Von Dir habe ich ein ganz klares Bild vor meinem inneren Auge : die Schuhe immer schön geputzt, die Haare dick gegeelt, die Schickimicki-Klamotten faltenfrei. Aber vor allen Dingen immer schön die Ellenbogen ausgefahren. Jedoch nur dort, wo mit wenig oder gar keinem Wiederstand zu rechnen ist.
Bei größeren Kalibern ,wird dann eben schnell der "Radfahrer" in Dir aktiv. Oben buckeln u. nach unten treten und immer schön rum, um den Schreibtich des Chefs, ständig auf den Lippen : Chef, ich weiß was ....
Mensch Junge, auch wenn Du es vielleicht (noch) meinst, Du bist nicht der Nabel der Welt. Wären in der Vergangenheit noch mehr Menschen so wie Du "gestrickt" gewesen, könntest Du, z.B. jetzt nicht am PC rumtippen, sondern müsstest u.U. unter Tage als Kinderarbeiter schuften....
Manchmal muß man eben aus der allzu geliebten "Deckung" u. sich "gerade" machen, sonst bewegt sich nie etwas !!
Noch etwas, Euere heilsbringenden Arbeitgeber tun eben z.Zt. (noch) nicht ganz, was sie alles tun wollen, weil es eben Gewerkschaften gibt.
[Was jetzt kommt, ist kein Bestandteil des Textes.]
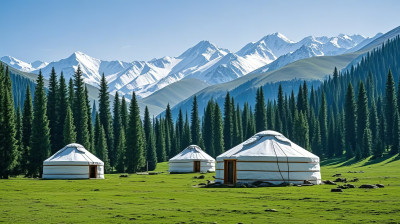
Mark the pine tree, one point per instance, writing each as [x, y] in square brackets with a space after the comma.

Aber schon alleine das, was sie bereits durchsetzen, ruiniert die Zukunft einer ganzen Generation. Oder wie soll die Forderung nach der Halbierung der Lehrgehälter verstanden werden ? Klar kostet ein Auszubildender Geld, aber das hat er schon immer gekostet u. das Argument der zu großen finanz. Last, kann wohl bei Großbetrieben (u. auch die fordern dies verstärkt) nicht greifen ! Und dies ist nur ein Beispiel von vielen, die ich hier weiter aufzählen könnte. :mad:
Also, ich bin und bleibe für ein Gleichgewicht der Macht und ich kann bei weitem nicht erkennen, dass die Gewerkschaft übermächtig ist.
Schon die Beiträge hier, spiegeln ein Bild der derzeitigen Meinung nieder. Dabei wird jedoch für mich bestätigt, dass die "Öffentlichkeitsarbeit", (interessierter) Verbände, nun zunehmend Früchte trägt.
Die Stimmen, die vor der Übermacht der Arbeitgeber warnen, finden keine Plattform mehr. Genau so lief es vor Jahren in England ab, erst die Gewerkschaften verunglimpfen od. gar verleumden, um dann mit eiserner Faust die eigenen, unsozialen Interessen durchzusetzen.
So gehört die Zukunft wohl den Duckmäusern u. damit sind wir wieder am Anfang meiner Ausführungen angelangt.